Dendrochronologie ist ein Forschungsbereich, der auch für Laien bemerkenswert gut nachvollziehbar und im Wesen ganz einfach ist: Es geht um die – je nach den herrschenden Bedingungen breiteren oder schmäleren – Jahrringe der Bäume und das, was aus ihnen abgelesen werden kann.
Als »Vater der Dendrochronologie« ist der amerikanische Astronom Andrew Ellicott Douglass (1867 – 1962) in die Geschichte eingegangen. Er versuchte – allerdings erfolglos – anhand von Jahrringen einen Zusammenhang zwischen Sonnenfleckenaktivitäten und dem Klima nachzuweisen und erstellte als Erster eine Datensammlung mit Abfolgen von charakteristischen Jahrringverläufen.

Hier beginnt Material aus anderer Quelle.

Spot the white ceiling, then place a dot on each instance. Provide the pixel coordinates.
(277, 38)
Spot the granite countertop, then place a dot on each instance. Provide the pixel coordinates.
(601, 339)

In Österreich hatte bereits 1881 der damalige Direktor der Forstakademie Mariabrunn, Arthur Freiherr von Seckendorff-Gudent, über einen der charakteristischsten Bäume des Landes, die Schwarzkiefer publiziert und – ebenso wie später Douglass – Rückschlüsse auf Alter, klimatische Verhältnisse und Bewirtschaftungsmethoden aus dem Verlauf der Jahrringe gezogen.
Die Methode
Die Dendrochronologie dient der Altersbestimmung von Holz(fund)stücken, um bau-, klima- oder kulturhistorisch relevante Datierungen vornehmen zu können. Dabei wird von einem lebenden Baum, dessen Alter anhand der Anzahl der Jahrringe eindeutig bestimmbar ist, ausgegangen. Je älter dieser Baum ist, umso weiter reicht die Datierung zurück. Das Bild seiner Jahrringe kann in eine für die Zeit, den Standort, die Baumart und die herrschenden Bedingungen charakteristische Kurve übersetzt werden. Abweichungen – z. B. aufgrund kleinräumlich unterschiedlicher Standortverhältnisse – können zwar zu Unschärfen führen, diese werden aber durch »cross-dating« (die Berechnung einer »Mittelkurve« anhand mehrerer paralleler bzw. sich altersmäßig überlappender Proben) behoben. Verschiebt man nun die Jahrringkurve einer Holzprobe entlang einer vorhandenen, lückenlosen Referenzchronologie und findet eine Übereinstimmung, die über mindestens 30bis 50 Jahrringe reicht, dann kennt man das genaue Alter der Probe oder kann es zumindest auf wenige Jahre eingrenzen, falls der äußerste Jahrring vor der Rinde, die sogenannte Waldkante, fehlt. Darin besteht auch einer der wesentlichen Unterschiede zur C14-(Radiokarbon-)Methode: Während die Dendrochronologie genaue Jahreszahlen liefert, ist dieC14-Methode eine Eingrenzungsmethode, da immer ein Streubereich vorhanden ist.
Aufbau einer Chronologie
Die am weitesten zurückreichende Jahrringchronologie ist die »Süddeutsche Eichenchronologie« (Universität Stuttgart-Hohenheim). Sie deckt einen Zeitraum von etwa 12.000 Jahren ab und reicht damit bis in die Eiszeit, kann aber natürlich nur zur Datierung von Fundstücken aus der Region herangezogen werden.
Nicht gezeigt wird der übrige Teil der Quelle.